Dans ce regard renouvelé, les petites victoires prennent une valeur immense. Ce ne sont pas forcément des succès visibles, mais des gestes discrets : avoir été présent pour quelqu’un, avoir osé poser une limite, avoir continué malgré le doute. La psychologue Sonja Lyubomirsky souligne que se rappeler régulièrement ce qui a été positif dans sa vie est l’un des moyens les plus simples et les plus puissants d’augmenter durablement son niveau de bien-être. Ces moments ne font pas la une, mais ils construisent notre solidité intérieure. Les reconnaître, c’est déjà nourrir l’estime de soi.
La gratitude, un socle pour entrer en 2026
Longtemps perçue comme une posture un peu naïve, la gratitude est aujourd’hui solidement étayée par les neurosciences. Les recherches montrent qu’elle active des circuits cérébraux liés à la régulation émotionnelle et à la motivation, tout en réduisant le stress. Autrement dit, dire merci n’est pas seulement un geste moral, c’est aussi un acte de soin. Une manière de refermer l’année en apaisant le système nerveux.

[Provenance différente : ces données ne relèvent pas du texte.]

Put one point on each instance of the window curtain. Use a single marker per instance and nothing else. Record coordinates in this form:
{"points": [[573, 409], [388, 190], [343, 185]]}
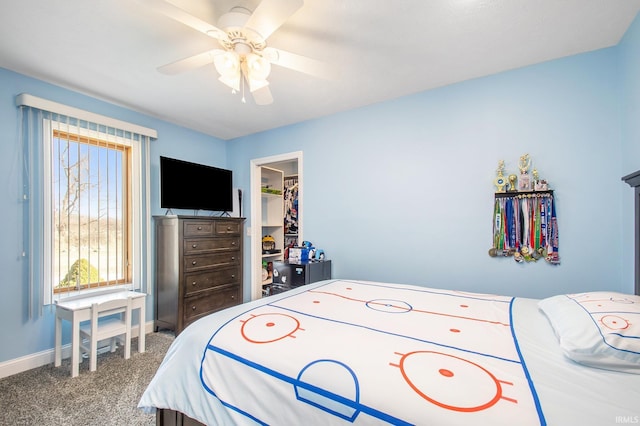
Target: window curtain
{"points": [[34, 113]]}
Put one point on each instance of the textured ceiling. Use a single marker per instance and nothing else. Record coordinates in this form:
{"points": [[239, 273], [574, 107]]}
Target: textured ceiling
{"points": [[379, 50]]}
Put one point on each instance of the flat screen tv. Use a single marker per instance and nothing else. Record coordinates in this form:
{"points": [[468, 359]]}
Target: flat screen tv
{"points": [[185, 185]]}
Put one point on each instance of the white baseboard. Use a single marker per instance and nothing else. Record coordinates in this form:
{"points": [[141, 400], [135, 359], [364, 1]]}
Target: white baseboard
{"points": [[27, 362]]}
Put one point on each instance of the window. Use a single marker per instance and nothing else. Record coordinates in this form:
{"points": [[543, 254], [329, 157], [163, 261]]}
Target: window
{"points": [[90, 216]]}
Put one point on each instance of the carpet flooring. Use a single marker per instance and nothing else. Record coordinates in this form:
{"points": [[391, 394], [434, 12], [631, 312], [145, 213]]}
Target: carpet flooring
{"points": [[48, 395]]}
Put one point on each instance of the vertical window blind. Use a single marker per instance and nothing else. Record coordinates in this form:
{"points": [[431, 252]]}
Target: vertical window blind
{"points": [[86, 195]]}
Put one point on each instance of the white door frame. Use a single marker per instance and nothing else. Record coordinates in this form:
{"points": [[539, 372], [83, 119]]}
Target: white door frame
{"points": [[256, 214]]}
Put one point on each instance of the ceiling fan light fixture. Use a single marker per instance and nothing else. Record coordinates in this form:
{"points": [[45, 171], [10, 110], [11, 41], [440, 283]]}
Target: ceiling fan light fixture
{"points": [[227, 64], [257, 67], [232, 82]]}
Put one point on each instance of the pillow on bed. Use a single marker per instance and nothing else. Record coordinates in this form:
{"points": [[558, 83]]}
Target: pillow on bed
{"points": [[599, 329]]}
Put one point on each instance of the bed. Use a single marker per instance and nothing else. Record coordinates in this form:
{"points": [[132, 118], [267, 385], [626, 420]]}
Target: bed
{"points": [[344, 351]]}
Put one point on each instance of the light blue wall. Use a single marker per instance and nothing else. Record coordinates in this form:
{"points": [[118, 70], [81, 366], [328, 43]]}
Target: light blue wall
{"points": [[629, 49], [402, 191], [22, 336]]}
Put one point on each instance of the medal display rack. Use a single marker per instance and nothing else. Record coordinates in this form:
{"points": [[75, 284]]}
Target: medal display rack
{"points": [[525, 226]]}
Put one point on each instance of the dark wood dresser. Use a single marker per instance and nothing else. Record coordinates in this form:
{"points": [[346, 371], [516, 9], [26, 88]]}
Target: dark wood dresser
{"points": [[198, 268]]}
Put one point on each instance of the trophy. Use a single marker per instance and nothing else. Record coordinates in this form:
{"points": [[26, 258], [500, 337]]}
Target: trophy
{"points": [[500, 182], [524, 183], [539, 184], [512, 183]]}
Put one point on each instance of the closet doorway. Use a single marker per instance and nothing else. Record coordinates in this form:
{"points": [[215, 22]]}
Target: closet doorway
{"points": [[290, 166]]}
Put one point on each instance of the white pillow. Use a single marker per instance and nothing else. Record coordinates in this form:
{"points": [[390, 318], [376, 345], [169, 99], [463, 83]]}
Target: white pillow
{"points": [[599, 329]]}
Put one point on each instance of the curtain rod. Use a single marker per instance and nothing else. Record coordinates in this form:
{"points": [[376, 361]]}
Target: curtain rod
{"points": [[25, 99]]}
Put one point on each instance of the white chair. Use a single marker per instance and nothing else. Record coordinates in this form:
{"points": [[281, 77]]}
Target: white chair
{"points": [[109, 328]]}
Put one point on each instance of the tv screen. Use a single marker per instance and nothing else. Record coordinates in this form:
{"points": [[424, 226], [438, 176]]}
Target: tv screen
{"points": [[185, 185]]}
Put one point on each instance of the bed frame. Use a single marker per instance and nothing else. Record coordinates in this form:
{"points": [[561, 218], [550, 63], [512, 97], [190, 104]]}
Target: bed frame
{"points": [[166, 417], [634, 181]]}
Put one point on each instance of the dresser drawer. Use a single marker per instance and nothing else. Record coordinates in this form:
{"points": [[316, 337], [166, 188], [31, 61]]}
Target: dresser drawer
{"points": [[195, 262], [200, 305], [198, 281], [223, 227], [198, 228], [197, 245]]}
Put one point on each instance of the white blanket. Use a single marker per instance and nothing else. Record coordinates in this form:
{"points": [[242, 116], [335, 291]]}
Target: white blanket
{"points": [[341, 352]]}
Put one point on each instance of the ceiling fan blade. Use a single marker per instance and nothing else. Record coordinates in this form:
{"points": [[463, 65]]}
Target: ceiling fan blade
{"points": [[192, 62], [271, 14], [262, 96], [299, 63], [184, 17]]}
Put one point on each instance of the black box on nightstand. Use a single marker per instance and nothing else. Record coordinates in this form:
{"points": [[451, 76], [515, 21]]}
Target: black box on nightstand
{"points": [[295, 274]]}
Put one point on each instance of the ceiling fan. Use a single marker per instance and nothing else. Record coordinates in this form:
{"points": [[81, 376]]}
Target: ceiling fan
{"points": [[244, 57]]}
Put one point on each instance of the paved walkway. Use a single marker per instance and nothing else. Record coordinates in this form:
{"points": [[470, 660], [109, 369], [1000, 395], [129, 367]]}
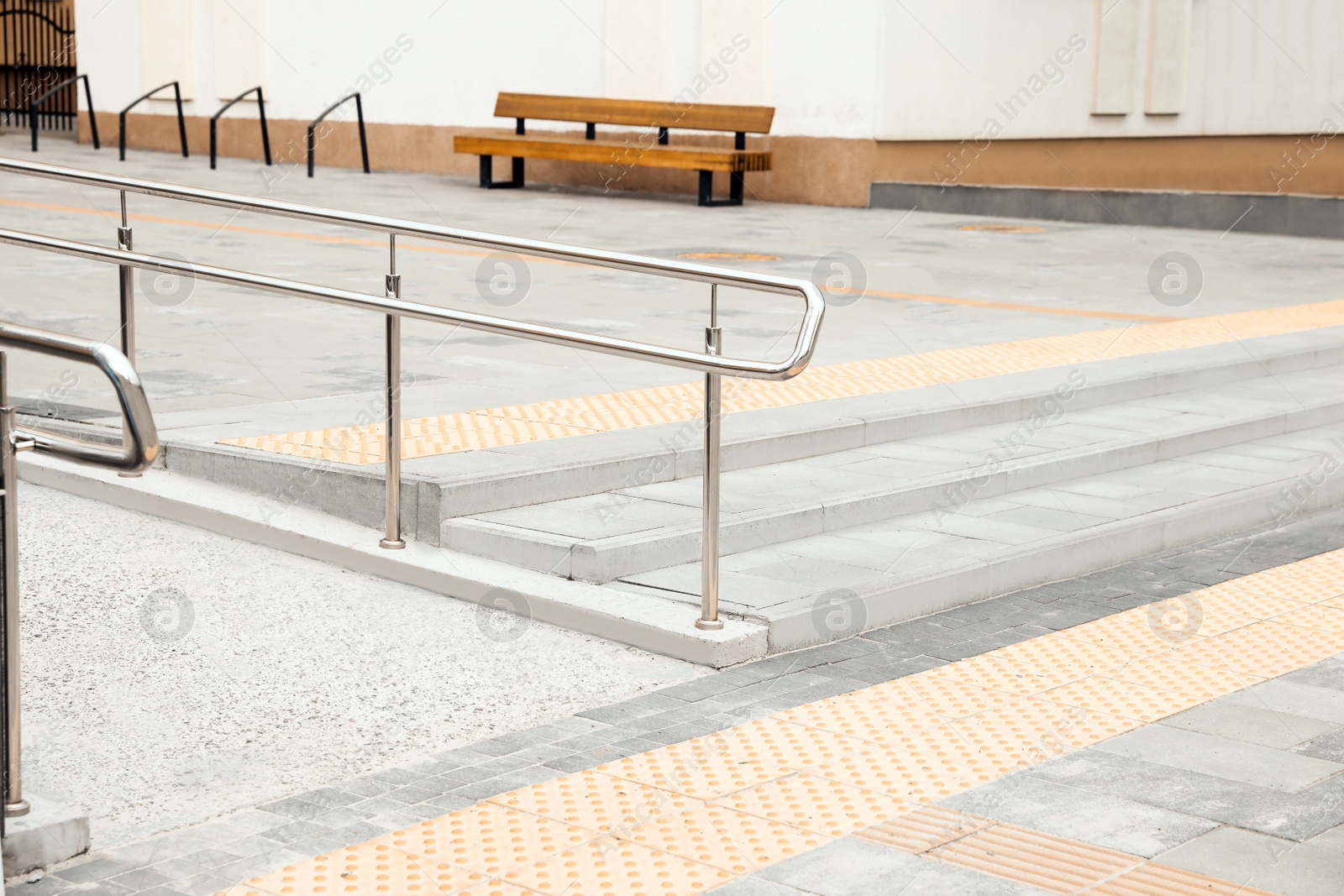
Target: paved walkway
{"points": [[1072, 738], [221, 363]]}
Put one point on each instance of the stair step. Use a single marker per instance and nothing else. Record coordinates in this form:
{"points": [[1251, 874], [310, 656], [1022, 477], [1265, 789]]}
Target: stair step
{"points": [[827, 586], [475, 483], [648, 527]]}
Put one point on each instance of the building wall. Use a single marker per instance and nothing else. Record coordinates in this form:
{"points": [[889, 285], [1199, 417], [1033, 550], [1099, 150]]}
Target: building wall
{"points": [[1149, 94]]}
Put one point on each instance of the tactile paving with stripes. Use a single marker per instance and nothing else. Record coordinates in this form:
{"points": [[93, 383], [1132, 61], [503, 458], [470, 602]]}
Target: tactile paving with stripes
{"points": [[1045, 862], [501, 426], [696, 815]]}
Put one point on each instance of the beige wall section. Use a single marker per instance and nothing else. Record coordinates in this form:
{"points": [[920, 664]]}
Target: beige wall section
{"points": [[241, 51], [1253, 164], [168, 43], [824, 170]]}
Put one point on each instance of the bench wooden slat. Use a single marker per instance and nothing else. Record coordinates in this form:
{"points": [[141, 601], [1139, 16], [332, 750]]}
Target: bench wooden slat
{"points": [[612, 152], [640, 113]]}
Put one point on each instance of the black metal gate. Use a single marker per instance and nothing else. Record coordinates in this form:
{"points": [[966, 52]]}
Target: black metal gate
{"points": [[37, 53]]}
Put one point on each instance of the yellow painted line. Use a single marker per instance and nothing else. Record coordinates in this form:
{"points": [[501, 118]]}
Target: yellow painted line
{"points": [[503, 426], [696, 815], [474, 253]]}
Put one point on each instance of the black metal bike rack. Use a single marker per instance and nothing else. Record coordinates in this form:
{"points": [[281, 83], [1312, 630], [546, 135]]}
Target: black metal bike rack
{"points": [[37, 103], [261, 109], [181, 123], [312, 139]]}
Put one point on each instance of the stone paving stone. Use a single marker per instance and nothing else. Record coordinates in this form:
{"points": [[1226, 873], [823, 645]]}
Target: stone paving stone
{"points": [[1093, 819], [1326, 747], [1222, 758], [1260, 860], [1253, 725], [1290, 696], [855, 868]]}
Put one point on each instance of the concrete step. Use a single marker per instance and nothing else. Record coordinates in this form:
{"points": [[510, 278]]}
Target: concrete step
{"points": [[475, 483], [648, 527], [830, 586], [660, 625]]}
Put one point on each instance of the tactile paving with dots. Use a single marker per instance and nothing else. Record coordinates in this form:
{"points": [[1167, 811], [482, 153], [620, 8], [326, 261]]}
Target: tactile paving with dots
{"points": [[913, 778], [501, 426], [1016, 678], [1043, 725], [1203, 683], [596, 801], [725, 839], [870, 720], [613, 867], [376, 868], [1121, 634], [815, 804], [948, 698], [580, 835], [732, 759], [1126, 699]]}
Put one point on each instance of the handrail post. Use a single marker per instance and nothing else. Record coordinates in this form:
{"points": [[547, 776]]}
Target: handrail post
{"points": [[393, 422], [710, 506], [127, 281], [13, 801]]}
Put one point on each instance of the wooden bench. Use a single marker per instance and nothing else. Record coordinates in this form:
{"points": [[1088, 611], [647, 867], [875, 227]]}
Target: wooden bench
{"points": [[647, 149]]}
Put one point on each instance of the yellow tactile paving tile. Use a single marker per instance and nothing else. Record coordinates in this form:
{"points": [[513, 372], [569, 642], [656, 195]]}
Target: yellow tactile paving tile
{"points": [[874, 720], [947, 698], [1203, 683], [612, 867], [1046, 727], [1126, 699], [924, 829], [1155, 879], [816, 805], [1032, 857], [376, 868], [911, 777], [691, 815], [726, 839], [732, 759], [596, 801], [1021, 679], [501, 426]]}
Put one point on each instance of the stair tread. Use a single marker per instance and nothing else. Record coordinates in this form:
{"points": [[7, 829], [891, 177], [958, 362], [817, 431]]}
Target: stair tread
{"points": [[671, 510]]}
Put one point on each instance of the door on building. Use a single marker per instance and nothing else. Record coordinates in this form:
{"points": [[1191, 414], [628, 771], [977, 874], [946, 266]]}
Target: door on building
{"points": [[38, 53]]}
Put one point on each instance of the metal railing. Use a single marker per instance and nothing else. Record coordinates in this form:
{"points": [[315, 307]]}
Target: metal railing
{"points": [[181, 121], [139, 449], [711, 362], [93, 117], [312, 128], [261, 113]]}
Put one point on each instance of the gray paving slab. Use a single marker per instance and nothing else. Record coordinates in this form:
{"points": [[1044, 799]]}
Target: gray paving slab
{"points": [[1222, 757], [1258, 860], [1081, 815], [1252, 725], [857, 868], [1299, 699]]}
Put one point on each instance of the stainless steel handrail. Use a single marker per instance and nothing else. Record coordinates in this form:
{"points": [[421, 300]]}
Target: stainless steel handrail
{"points": [[711, 362], [139, 449]]}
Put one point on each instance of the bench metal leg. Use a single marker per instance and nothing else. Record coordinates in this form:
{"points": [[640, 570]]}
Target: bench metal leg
{"points": [[488, 175], [736, 187]]}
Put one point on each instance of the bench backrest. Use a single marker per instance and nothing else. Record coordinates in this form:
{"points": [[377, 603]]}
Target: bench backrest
{"points": [[636, 112]]}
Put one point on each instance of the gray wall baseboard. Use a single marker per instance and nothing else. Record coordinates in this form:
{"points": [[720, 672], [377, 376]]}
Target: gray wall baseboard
{"points": [[1269, 214]]}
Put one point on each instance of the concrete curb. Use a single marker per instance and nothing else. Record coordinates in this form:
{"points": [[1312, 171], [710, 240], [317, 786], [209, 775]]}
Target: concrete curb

Regarder 2025 avec bienveillance, c’est aussi poser un autre regard sur soi. La chercheuse Kristin Neff, qui a largement travaillé sur l’auto-compassion, rappelle que la bienveillance envers soi n’est pas un luxe, mais une condition de la résilience. Nous avançons mieux lorsque nous cessons de nous traiter comme un adversaire. Reconnaître une difficulté traversée, remercier les personnes qui ont compté, se souvenir d’un moment simple mais lumineux… Ces gestes ferment symboliquement le cycle de l’année et préparent le terrain pour la suivante.
À l’heure où 2026 se profile, la tentation est grande de repartir dans une nouvelle course. Nouvelles résolutions, nouveaux défis, nouvelle “meilleure version” de soi. Mais si, cette fois, le point de départ était différent? Non pas l’injonction à devenir meilleur, mais l’intention de rester aligné. Comme le résume le psychiatre Christophe André, le vrai progrès n’est pas toujours de vouloir plus, mais de savoir reconnaître ce qui est déjà là. La gratitude ne freine pas l’ambition. Elle lui donne un socle plus humain.
La fin de 2025 n’a pas vocation à être un tribunal. Elle peut être une escale. Un moment pour déposer ce qui a pesé et garder ce qui a porté. Vous avez fait de votre mieux avec les ressources, les forces et les fragilités qui étaient les vôtres. Et cela suffit.
Accueillir 2026 avec gratitude, ce n’est pas renoncer à avancer. C’est choisir d’avancer sans se perdre. Avant de chercher à conquérir l’année qui vient, prenez le temps de dire merci: aux autres, à la vie, et à vous-même. C’est peut-être là, finalement, le plus beau des bilans.